Scotus News
By Amy Howe
On January 28, 2025
At. 20.33
The court has not yet released the argument plan for March and April. (Abbie Fitz via Shutterstock)
The Supreme Court on Tuesday appointed two outside lawyers to defend the lower court decisions in two cases where the federal government has refused to do so. In a short order Tuesday afternoon, the judges knocked Michael Huston to argue in Parrish against the United StatesAs they added to their docked for period 2024-25 on January 17, and Christopher Mills to argue in Martin against the United StatesAs they assigned Monday afternoon. Both cases are likely to be argued in April with a decision to follow in late June or early July.
IN PARRISHIf the judges agreed to decide a procedural question relating to the appeal process – specifically, about a lawsuit submitting a notice of appeal after that time has expired, has also submitted another message when the time for appeal is opened again.
The federal government had called on the judges to refuse review and tell them (among other things) that the question rarely comes up and likely to make no real difference, even in these cases. But the then US lawyer General Elizabeth Prelogar admitted, the decision made by the US appeal for the 4th orbit was “wrong.”
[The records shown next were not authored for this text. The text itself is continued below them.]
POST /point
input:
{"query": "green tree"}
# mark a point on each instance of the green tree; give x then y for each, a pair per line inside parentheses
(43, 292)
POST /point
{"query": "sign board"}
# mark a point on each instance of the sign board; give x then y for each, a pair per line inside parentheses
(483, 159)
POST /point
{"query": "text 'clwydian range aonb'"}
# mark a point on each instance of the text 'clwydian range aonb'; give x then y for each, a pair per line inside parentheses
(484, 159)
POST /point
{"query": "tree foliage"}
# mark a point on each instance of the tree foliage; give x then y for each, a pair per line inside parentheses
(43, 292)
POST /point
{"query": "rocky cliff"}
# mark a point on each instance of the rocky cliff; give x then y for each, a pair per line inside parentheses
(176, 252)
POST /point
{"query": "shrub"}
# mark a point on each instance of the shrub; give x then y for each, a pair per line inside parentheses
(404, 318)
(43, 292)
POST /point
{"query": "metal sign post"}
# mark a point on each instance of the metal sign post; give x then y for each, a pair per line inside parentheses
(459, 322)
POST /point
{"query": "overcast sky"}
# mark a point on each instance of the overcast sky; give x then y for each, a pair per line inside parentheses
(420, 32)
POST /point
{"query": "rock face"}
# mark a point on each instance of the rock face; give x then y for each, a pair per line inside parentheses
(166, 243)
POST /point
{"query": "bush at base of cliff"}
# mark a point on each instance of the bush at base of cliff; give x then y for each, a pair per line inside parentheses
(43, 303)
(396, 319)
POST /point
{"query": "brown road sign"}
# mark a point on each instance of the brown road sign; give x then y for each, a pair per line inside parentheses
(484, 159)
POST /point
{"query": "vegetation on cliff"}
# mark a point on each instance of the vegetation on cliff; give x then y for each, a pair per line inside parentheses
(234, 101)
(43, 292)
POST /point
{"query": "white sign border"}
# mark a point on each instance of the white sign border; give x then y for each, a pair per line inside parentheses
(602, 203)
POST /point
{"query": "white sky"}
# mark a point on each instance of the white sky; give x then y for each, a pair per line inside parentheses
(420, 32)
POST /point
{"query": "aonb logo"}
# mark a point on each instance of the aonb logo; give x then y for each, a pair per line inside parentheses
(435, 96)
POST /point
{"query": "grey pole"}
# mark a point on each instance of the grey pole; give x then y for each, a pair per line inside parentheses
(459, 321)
When the federal government chooses not to defend a lower court’s decision, but the Supreme Court assigns a review, the judges often choose (though not always) a lawyer who served as a clerk of the justice responsible for the judicial orbit from which the case comes. Huston, co-chair of the appeal group in Perkin’s Coie lawyer company, clerk of Chief Justice John Roberts, the orbit of the 4th circuit. Before going into private practice, Huston served as assistant to the US General Procedure and argued nine cases in the Supreme Court.
IN MartinJustices took a few questions derived from a lawsuit brought by a Georgia family whose home was mistakenly attacked by a FBI Swat team. The federal government agreed with the family that the US appeals law for the 11th circuit’s “Reason for rejecting” their claims of false prison and assault and battery “differs from the approach to other circuits.” But here too, the federal government insisted that “disagreement did not affect” the result of the case, and that called on the right to refuse review.
One day after awarding a review, the judges appointed Mills to map and argue for the issue of the false prisons and assaults and battery requirements. Mills is the founder of (and apparently only a lawyer on) Spero Law LLC, a Charleston-based company. He also served as a fellow at the Becket Fund for Religious Liberty, a non-profit law firm, often litigation on cases relating to religious freedom in court, and clerk of Justice Clarence Thomas. Mills has not previously claimed by the Supreme Court.
As law professor Katherine Shaw has documented, the practice is being appointed a lawyer as a “friend of the court” to inform and argue in support of the verdict below, about once each election period. But assuming that both cases are claimed this term, Huston and Mills will not be the first lawyers to appear in this property during the 2024-25 view. In January, Michael McGinley, a partner at the Dechert, defended the company and a former clerk of Justice Samuel Alito, a decision of the US appeals law for the 5th circuit in Hewitt against the United States. It was the first argument at the Supreme Court of McGinley, which served as an associate adviser to the president during the first Trump administration.